Source for Morehead State:

Record table
| Season | Team | Overall | Conference | Standing | Postseason |
Denison Big Red (North Coast Athletic Conference) (2002–2007)
| 2002 | Denison | 27–14 | 12–3 | 1st | NCAA D-III Regional |
| 2003 | Denison | 24–18 | 12–2 | 1st |  |
| 2004 | Denison | 10–26 | 4–10 | 7th |  |
| 2005 | Denison | 21–19 | 8–8 | 4th |  |
| 2006 | Denison | 33–13 | 11–3 | 1st | NCAA D-III Regional |
| 2007 | Denison | 30–15 | 13–1 | 1st |  |
| Denison: |  | 145–105 (.580) | 60–27 (.690) |  |  |  |  |  |
Morehead State Eagles (Ohio Valley Conference) (2008–2011)
| 2008 | Morehead State | 34–16 | 16–9 | 2nd |  |
| 2009 | Morehead State | 35–20 | 15–8 | 3rd |  |
| 2010 | Morehead State | 27–24 | 14–9 | 3rd |  |
| 2011 | Morehead State | 19–36 | 10–19 | 9th |  |
| Morehead State: |  | (115–96 (.545) | 55–45 (.550) |  |  |  |  |  |
Lamar Lady Cardinals (Southland Conference) (2013–2018)

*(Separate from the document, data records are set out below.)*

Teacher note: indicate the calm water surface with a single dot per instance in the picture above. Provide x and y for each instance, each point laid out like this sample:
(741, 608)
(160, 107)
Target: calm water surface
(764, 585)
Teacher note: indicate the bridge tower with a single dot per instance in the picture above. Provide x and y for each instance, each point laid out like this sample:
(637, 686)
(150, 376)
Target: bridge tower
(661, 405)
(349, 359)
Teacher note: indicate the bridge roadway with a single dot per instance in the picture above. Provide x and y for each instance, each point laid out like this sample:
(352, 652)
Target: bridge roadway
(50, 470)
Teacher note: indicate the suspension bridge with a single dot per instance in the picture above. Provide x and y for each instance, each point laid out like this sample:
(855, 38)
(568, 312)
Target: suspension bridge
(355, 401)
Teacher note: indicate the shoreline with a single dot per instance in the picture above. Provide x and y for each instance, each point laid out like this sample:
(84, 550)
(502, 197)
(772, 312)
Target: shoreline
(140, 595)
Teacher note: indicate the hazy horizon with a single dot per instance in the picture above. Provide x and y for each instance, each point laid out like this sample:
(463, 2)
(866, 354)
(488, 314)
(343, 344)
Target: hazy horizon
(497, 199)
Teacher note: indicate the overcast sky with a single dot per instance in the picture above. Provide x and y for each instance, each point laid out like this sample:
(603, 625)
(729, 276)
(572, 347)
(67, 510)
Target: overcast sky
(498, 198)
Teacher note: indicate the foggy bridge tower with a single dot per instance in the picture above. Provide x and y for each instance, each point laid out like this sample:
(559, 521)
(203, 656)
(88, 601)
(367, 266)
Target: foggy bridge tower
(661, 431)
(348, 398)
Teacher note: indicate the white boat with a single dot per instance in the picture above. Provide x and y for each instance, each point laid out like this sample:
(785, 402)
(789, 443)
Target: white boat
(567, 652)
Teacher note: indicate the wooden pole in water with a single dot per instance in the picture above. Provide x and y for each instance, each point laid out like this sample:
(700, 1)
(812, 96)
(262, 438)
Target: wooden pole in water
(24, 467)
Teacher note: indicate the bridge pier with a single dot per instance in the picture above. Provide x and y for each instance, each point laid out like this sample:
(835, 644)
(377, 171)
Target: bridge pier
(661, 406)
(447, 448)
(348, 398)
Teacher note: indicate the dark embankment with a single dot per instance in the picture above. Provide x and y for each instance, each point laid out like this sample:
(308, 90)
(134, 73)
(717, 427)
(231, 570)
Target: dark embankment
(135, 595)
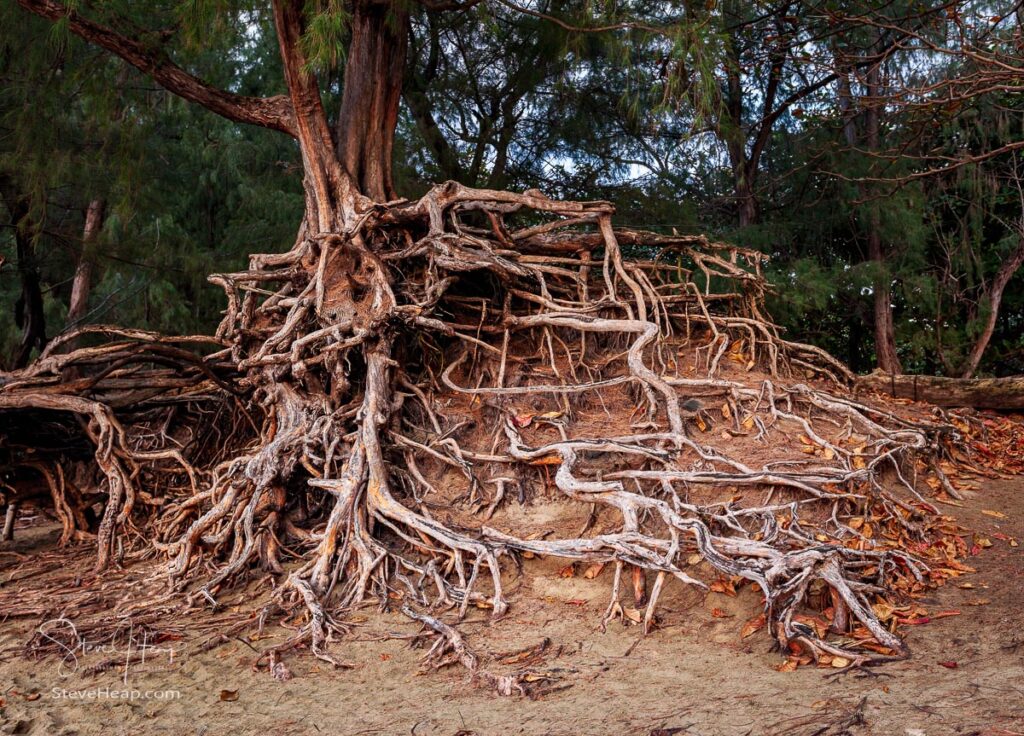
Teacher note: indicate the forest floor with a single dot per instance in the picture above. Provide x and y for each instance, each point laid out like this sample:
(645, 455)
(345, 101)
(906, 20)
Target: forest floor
(693, 675)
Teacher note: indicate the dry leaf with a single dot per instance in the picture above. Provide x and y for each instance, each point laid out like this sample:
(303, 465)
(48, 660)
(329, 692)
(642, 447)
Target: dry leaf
(788, 665)
(753, 625)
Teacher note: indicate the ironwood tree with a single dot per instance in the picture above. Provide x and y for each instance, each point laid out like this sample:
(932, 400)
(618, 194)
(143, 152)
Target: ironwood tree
(475, 340)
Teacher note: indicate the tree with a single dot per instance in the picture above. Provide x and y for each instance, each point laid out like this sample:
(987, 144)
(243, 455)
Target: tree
(313, 417)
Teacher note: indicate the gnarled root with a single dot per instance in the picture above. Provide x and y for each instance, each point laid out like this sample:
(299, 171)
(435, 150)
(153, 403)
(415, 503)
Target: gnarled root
(358, 379)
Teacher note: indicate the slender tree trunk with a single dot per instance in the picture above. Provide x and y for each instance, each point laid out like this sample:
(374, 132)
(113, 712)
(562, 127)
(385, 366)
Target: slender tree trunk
(747, 203)
(994, 299)
(29, 314)
(885, 333)
(82, 284)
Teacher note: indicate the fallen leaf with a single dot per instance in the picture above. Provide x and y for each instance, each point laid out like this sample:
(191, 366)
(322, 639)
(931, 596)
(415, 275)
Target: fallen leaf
(788, 665)
(753, 625)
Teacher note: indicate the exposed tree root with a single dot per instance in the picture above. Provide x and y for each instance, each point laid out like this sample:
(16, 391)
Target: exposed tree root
(479, 340)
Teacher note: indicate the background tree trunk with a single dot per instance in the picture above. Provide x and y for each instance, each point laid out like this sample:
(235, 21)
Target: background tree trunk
(29, 313)
(82, 283)
(1000, 393)
(885, 332)
(993, 299)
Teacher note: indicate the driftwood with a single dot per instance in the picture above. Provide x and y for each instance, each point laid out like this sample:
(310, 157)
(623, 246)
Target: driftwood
(1001, 393)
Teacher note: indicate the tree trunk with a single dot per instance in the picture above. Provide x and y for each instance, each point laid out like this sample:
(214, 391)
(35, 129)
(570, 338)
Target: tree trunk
(29, 314)
(82, 284)
(1000, 393)
(885, 333)
(994, 299)
(374, 72)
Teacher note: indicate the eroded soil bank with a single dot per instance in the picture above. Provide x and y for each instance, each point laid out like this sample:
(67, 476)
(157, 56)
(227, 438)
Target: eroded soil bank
(694, 674)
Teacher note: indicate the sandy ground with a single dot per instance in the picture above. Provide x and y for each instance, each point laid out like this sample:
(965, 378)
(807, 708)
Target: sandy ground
(693, 676)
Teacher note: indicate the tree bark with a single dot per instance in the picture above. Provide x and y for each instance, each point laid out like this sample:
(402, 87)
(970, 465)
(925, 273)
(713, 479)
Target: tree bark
(82, 283)
(999, 393)
(268, 113)
(374, 72)
(29, 314)
(330, 193)
(994, 299)
(885, 332)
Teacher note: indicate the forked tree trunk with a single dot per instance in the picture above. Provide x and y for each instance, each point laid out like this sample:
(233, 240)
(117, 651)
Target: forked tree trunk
(374, 72)
(355, 165)
(29, 314)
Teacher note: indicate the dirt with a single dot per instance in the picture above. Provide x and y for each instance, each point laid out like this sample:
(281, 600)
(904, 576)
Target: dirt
(694, 674)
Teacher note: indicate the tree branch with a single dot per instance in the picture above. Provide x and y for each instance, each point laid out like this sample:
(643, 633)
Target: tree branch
(274, 113)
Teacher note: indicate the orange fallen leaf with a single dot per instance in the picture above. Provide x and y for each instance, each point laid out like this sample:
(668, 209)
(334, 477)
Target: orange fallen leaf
(788, 665)
(754, 625)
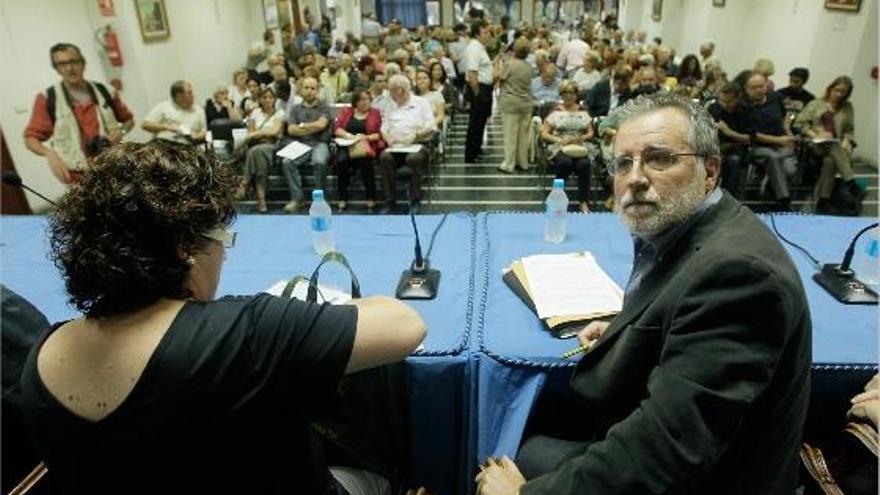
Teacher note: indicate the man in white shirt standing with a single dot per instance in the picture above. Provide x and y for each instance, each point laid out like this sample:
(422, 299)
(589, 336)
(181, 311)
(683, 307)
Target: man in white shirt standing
(408, 119)
(572, 55)
(479, 73)
(258, 53)
(177, 119)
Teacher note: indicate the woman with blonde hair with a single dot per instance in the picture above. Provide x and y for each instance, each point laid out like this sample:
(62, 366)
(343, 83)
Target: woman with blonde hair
(830, 120)
(516, 103)
(568, 130)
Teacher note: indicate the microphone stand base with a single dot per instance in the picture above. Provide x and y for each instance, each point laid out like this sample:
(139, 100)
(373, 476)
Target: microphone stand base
(844, 286)
(418, 284)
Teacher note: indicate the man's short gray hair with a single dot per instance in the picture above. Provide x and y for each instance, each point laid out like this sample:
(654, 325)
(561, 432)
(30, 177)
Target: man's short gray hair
(399, 81)
(702, 134)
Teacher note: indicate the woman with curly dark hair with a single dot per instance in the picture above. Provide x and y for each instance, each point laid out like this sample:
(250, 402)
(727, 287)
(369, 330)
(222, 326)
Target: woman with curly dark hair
(159, 387)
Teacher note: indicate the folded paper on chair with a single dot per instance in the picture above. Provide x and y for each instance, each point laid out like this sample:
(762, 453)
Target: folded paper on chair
(294, 150)
(566, 291)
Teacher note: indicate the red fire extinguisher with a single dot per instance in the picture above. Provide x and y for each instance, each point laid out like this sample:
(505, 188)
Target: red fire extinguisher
(111, 47)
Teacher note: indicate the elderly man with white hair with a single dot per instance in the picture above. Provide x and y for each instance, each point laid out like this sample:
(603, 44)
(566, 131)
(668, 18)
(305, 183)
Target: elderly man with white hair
(408, 119)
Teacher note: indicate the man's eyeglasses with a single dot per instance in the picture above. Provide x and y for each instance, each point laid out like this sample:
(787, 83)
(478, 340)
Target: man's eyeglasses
(655, 159)
(221, 235)
(69, 63)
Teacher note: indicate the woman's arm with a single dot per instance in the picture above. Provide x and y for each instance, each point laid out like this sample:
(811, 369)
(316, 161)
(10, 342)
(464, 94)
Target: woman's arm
(387, 331)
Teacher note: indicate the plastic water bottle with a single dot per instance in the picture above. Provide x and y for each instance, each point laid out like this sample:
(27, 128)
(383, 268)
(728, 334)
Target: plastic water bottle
(868, 264)
(322, 224)
(557, 208)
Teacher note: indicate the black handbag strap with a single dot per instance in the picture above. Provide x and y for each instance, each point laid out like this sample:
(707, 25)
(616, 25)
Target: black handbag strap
(332, 256)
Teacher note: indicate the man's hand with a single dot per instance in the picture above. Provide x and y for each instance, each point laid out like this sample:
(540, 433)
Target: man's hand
(591, 333)
(866, 405)
(58, 167)
(499, 477)
(115, 134)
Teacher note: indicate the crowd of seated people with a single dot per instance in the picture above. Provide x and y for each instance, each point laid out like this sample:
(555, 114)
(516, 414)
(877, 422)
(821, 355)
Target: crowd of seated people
(315, 81)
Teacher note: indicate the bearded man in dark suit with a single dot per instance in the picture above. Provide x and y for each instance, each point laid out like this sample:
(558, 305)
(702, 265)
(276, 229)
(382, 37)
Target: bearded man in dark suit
(701, 383)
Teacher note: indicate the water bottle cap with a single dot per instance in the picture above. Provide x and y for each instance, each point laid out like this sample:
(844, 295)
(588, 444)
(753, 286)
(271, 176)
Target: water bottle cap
(873, 248)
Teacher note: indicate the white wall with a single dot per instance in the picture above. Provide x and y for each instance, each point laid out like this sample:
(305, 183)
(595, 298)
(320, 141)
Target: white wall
(209, 40)
(791, 33)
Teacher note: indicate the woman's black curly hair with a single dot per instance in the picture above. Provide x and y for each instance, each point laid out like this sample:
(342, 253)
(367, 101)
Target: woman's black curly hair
(120, 236)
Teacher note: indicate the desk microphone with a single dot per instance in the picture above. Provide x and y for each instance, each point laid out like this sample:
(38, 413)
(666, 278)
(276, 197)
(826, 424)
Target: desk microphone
(841, 282)
(420, 281)
(12, 178)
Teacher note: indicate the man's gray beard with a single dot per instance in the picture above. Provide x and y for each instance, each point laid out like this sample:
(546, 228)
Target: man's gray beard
(670, 211)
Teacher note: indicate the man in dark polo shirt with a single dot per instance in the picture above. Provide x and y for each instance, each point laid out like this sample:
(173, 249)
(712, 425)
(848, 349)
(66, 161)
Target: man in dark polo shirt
(733, 134)
(794, 96)
(309, 123)
(771, 137)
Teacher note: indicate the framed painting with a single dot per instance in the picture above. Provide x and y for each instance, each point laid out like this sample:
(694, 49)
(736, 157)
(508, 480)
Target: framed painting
(270, 14)
(153, 19)
(657, 10)
(850, 5)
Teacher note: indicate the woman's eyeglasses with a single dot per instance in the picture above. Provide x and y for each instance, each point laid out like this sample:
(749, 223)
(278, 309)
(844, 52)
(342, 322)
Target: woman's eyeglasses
(222, 235)
(654, 159)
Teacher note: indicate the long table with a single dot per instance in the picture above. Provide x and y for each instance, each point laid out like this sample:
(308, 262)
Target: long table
(487, 358)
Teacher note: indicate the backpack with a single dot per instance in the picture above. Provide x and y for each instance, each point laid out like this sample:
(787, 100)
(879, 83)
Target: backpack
(51, 98)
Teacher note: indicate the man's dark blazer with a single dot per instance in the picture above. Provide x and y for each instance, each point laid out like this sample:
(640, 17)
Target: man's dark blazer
(700, 385)
(598, 98)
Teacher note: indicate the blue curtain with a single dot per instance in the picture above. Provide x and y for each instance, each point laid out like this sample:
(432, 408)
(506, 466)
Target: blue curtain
(410, 12)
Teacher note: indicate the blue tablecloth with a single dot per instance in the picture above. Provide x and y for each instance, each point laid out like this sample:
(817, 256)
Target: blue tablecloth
(518, 355)
(272, 248)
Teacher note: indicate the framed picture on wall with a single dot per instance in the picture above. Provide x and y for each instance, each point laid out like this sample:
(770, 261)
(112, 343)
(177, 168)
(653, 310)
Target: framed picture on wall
(153, 19)
(657, 10)
(270, 14)
(850, 5)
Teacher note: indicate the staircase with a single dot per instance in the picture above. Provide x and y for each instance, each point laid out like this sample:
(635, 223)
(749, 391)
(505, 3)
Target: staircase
(453, 185)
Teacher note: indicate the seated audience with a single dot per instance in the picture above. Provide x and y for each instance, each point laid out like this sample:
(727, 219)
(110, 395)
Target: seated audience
(362, 122)
(265, 127)
(689, 77)
(830, 120)
(765, 67)
(772, 140)
(177, 119)
(238, 90)
(423, 89)
(309, 123)
(568, 130)
(220, 106)
(733, 135)
(363, 78)
(587, 76)
(701, 384)
(334, 82)
(442, 84)
(159, 387)
(607, 94)
(647, 81)
(260, 51)
(795, 96)
(545, 88)
(379, 92)
(408, 119)
(665, 62)
(251, 98)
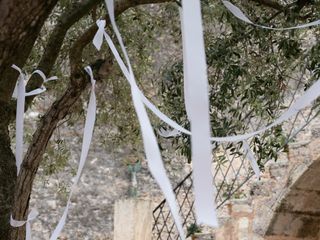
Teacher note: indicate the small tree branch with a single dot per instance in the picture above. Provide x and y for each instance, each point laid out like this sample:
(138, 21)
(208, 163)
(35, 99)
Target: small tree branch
(57, 112)
(52, 49)
(271, 4)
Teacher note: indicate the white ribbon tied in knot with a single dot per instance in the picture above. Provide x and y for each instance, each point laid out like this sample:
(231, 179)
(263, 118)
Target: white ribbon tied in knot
(20, 94)
(32, 215)
(87, 136)
(240, 15)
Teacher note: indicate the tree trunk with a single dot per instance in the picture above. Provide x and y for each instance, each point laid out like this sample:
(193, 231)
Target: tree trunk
(8, 174)
(20, 24)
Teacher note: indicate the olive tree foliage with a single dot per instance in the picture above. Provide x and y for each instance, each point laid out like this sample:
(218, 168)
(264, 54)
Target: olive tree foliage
(251, 71)
(55, 36)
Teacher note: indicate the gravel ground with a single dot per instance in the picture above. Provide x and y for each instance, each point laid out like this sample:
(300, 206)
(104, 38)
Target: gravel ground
(104, 180)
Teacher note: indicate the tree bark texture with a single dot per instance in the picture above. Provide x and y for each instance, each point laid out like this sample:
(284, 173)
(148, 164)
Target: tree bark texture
(20, 23)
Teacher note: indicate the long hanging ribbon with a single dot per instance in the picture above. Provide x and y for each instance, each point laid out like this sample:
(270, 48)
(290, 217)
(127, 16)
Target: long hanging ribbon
(314, 89)
(32, 215)
(307, 98)
(198, 111)
(20, 94)
(253, 162)
(87, 136)
(239, 14)
(150, 143)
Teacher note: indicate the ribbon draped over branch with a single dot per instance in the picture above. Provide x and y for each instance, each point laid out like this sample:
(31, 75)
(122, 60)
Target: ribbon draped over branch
(32, 215)
(240, 15)
(20, 94)
(87, 137)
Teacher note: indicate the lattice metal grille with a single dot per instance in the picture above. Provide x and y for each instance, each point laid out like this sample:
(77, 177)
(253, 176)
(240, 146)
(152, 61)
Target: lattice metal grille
(231, 169)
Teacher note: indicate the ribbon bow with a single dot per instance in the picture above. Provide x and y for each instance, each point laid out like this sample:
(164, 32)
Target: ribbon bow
(20, 93)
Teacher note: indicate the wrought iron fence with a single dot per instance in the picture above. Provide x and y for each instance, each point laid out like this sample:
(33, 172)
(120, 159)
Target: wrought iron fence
(230, 167)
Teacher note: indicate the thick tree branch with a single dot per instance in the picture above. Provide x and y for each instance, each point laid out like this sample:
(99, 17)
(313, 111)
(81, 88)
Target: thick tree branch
(20, 24)
(57, 112)
(52, 49)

| 2013 | Lamar | 24–35 | 14–13 | 5th |  |
| 2014 | Lamar | 20–30 | 12–14 | 8th |  |
| 2015 | Lamar | 26–28 | 14–10 | 5th |  |
| 2016 | Lamar | 35–22 | 18–9 | 4th |  |
| 2017 | Lamar | 34–31 | 17–10 | 4th | NISC Runner-Up |
| 2018 | Lamar | 28–28 | 11–16 | 9th |  |
| Lamar: |  | 167–174 (.490) | 86–72 (.544) |  |  |  |  |  |
| Total: |  | 427–375 (.532) |  |  |  |  |  |  |  |
National champion Postseason invitational champion Conference regular season champion Conference regular season and conference tournament champion Division regular season champion Division regular season and conference tournament champion Conference tournament champion

==Personal life==
Born in Rogers City, Michigan, Bruder is formerly married to Allison Honkofsky, who played under Bruder at Morehead State in 2008 and later became an assistant coach on Bruder's staffs at Morehead State and Lamar.